Nama baik lembaga kepolisian kembali mendapatkan ujian. Setelah tercoreng oleh kasus Ferdi Sambo, menyusul muncul kasus seorang polisi yang merasa diperas oleh sesama polisi.
Cerita awalnya seperti ini.
Kejadiannya masih terjadi di bulan Februari 2023 ini dan sempat menghebohkan dunia informasi negeri ini. Ada seorang anggota kepolisian yaitu Bripka Madih yang tinggal di wilayah Bekasi sana, beliau merasa dirugikan dalam kasus sengketa tanah. Dia mengatakan bahwa tanahnya telah diserobot oleh pihak yang tidak bertanggung jawab dan itu jelas sangat merugikan dirinya. Maka dia, sebagai polisi yang juga memiliki hak yang sama sebagaimana warga Indonesia di mata hukum, ingin menyelesaikan masalahnya secara adil.

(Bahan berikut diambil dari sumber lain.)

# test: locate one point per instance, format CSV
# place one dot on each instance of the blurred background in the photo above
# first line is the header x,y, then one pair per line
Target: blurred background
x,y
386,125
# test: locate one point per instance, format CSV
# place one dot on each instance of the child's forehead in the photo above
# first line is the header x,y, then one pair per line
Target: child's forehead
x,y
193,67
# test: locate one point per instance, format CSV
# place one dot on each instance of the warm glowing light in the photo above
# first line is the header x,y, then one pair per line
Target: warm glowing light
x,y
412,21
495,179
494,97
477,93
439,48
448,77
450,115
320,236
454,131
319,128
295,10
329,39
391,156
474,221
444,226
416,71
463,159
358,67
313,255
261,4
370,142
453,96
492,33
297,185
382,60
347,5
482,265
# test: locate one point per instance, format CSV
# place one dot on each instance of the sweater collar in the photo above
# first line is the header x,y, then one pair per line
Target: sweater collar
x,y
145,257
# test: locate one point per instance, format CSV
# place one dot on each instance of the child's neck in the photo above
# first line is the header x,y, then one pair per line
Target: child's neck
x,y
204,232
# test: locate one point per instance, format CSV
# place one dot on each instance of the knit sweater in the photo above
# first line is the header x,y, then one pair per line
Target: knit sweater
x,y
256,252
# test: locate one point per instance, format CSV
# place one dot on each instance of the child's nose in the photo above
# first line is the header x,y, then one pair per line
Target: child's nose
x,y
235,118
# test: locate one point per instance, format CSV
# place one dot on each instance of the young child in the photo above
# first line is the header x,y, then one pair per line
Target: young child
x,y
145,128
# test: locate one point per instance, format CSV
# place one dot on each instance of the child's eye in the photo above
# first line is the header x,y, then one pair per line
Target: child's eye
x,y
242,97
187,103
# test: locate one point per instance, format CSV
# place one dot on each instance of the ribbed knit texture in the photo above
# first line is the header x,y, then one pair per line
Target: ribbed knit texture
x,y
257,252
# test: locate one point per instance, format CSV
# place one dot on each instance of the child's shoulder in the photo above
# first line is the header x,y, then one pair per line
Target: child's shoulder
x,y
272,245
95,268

Sebagai seorang polisi, pastinya tidak sulit untuk mengadukan masalah seperti ini karena relasinya sesama profesi polisi pastilah banyak. Tetapi ternyata, ungkapan perumpamaan "uang tidak mengenal teman" memang nyata adanya.
Karena ketika dia mengadukan dan meminta bantuan kepada sesama polisi, beliau ini malah diminta uang seratus juta rupiah demi melancarkan penyelesaian kasusnya itu. Apakah harga tersebut sudah termasuk harga teman atau bukan? Atau mungkinkah jika Bripka Madih bukan teman satu frekuensi sehingga diberi harga sebegitu tinggi?
Saya tidak tahu!
Tetapi dalam benak saya timbul pertanyaan, jika harga tersebut adalah harga teman, maka berapa harga "pelumas" yang harus diberikan untuk "melicinkan" suatu perkara jika yang meminta bantuan bukan dari kalangan teman?
Urusan pelicin dalam penyelesaian suatu permasalahan dalam kepolisian memang sudah sangat melekat di mata publik. Kita ambil contoh yang paling sederhana, pembuatan SIM, Surat Izin Mengemudi yang bentuk fisiknya sama sekali tidak seperti surat itu, misalnya. Dari sekian banyak seluruh warga Indonesia yang sudah memiliki hak membuat SIM, berapa persen yang mengurus pembuatannya dan kemudian mendapatkannya dengan cara normal? Saya yakin tidak lebih setengahnya saja.
Saya sendiri pernah dua kali membuat SIM dan dua kali itu pula saya tidak menggunakan jalur resmi. Hal itu saya lakukan karena ketika memakai jalur resmi, saya tidak lulus bahkan tidak pernah bisa melewati tes tulisnya, dan meskipun saya bisa lolos test tulisnya pada saat itu, saya tidak yakin bisa melewati test praktiknya yang jalur tracknya sangat berliku seperti labirin kehidupan yang sangat sulit untuk dilalui.
Hingga akhirnya dengan sangat terpaksa saya harus menggunakan sistem "nembak" agar bisa segera mendapatkan SIM tersebut. Ajaibnya, ketika mengurus dengan cara tidak resmi ini, saya tidak melewati tahap test apapun. Bahkan hanya sekadar untuk test formalitas pun tidak. Saya langsung dipanggil untuk sesi pemotretan, dan hanya menunggu sekitar 20 atau 30 menit, taraaaa... surat dalam bentuk kartu itu bisa saya bawa pulang.